Holi also commemorates various events in Hindu mythology, in particular the evil king Hiranyakashipu who forbid his son Prahlad from worshipping Vishnu, but he continued to offer prayers to the god. 

Hiranyakashipu became angry with his son and challenged Prahlad to sit on a pyre with his wicked aunt Holika who was believed to be immune to fire.

Prahlad accepted the challenge and prayed to Vishnu to keep him safe. When the fire started, everyone watched in amazement as Holika was burnt to death, while Prahlad survived without a scar to show for it. The burning of Holika is celebrated as Holi.  According to some accounts, Holika begged Prahlad for forgiveness before her death and he decreed that she would be remembered every year at Holi.

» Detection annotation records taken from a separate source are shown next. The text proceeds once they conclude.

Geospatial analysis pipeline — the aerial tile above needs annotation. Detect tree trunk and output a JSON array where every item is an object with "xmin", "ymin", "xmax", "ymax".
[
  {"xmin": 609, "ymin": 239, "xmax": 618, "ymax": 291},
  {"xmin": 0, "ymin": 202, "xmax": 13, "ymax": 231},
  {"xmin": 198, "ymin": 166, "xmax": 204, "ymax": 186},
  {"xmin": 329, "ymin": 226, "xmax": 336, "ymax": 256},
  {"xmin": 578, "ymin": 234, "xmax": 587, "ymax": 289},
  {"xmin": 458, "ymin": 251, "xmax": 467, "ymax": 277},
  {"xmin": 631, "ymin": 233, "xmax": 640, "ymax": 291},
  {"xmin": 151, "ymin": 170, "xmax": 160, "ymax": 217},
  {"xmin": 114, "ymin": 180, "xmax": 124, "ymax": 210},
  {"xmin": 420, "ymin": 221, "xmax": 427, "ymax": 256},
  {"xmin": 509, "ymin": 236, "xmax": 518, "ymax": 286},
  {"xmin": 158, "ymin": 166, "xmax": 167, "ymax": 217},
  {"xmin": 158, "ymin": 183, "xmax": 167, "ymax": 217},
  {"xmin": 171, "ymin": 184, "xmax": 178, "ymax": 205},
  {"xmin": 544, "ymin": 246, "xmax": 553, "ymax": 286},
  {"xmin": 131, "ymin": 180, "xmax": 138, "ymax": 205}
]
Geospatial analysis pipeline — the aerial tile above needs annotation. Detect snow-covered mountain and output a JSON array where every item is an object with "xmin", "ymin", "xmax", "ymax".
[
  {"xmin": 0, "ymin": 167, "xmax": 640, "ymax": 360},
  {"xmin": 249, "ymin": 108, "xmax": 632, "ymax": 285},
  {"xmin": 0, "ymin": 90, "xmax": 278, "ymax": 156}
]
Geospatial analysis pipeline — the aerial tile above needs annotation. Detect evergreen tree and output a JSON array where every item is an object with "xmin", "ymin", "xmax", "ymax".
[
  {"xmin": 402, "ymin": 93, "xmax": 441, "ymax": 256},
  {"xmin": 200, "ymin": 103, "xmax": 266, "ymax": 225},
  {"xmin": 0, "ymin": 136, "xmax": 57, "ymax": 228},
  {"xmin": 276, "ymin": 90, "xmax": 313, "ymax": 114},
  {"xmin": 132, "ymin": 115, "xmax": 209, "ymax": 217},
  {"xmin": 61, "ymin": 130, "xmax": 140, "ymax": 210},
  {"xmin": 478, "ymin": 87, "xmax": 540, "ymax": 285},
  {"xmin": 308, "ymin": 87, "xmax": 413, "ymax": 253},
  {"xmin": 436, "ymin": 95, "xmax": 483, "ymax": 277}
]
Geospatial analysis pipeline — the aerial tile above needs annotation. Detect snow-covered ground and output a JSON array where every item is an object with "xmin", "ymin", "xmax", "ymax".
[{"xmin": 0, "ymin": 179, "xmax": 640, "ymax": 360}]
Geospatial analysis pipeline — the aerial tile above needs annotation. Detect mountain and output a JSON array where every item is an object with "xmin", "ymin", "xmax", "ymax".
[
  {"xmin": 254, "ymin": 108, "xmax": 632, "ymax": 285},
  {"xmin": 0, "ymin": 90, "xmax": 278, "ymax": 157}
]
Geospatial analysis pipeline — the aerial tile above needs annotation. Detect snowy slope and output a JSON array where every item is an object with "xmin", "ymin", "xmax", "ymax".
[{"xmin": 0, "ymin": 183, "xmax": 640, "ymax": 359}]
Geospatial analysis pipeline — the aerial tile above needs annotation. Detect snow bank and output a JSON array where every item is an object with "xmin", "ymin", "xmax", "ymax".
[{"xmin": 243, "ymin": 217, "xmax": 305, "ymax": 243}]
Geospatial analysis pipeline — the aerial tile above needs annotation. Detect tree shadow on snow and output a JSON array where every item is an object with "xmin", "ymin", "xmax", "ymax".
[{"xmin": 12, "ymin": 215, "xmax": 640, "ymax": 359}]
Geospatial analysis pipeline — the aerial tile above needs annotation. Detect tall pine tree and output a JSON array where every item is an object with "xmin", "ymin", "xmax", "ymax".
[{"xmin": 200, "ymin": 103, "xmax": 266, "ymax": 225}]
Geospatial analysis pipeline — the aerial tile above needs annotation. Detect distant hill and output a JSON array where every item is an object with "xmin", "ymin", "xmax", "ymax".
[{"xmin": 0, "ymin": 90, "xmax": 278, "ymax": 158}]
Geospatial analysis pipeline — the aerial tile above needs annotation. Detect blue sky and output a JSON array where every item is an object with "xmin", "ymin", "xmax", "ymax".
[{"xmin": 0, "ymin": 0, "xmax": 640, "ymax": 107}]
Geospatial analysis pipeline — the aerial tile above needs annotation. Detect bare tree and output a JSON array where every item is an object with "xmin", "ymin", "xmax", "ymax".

On the first day of Holi, a public bonfire is held commemorating the burning of Holika.  The fire is lit sometime between 10pm and midnight, at the rising of the moon.

A central part of Holi is the throwing and applying of colored water and powders on family and friends (which gives the holiday its common name, “Festival of Colors.”)  This ritual comes from the story of Krishna who asked his mother why he was so dark and Radha so fair.  Krishna’s mother told him to apply colors on Radha’s face to see how her complexion would change.

Holi is spread over two days and is associated with the loosening up of social restrictions associated with caste, sex, age, and status, bridges social gaps and brings people together.  It is also characterized by the loosening of social norms governing polite behavior which results in a lot of merrymaking.

A commonly heard phrase at this time is bura na mano Holi hai which means Don’t feel offended, its Holi.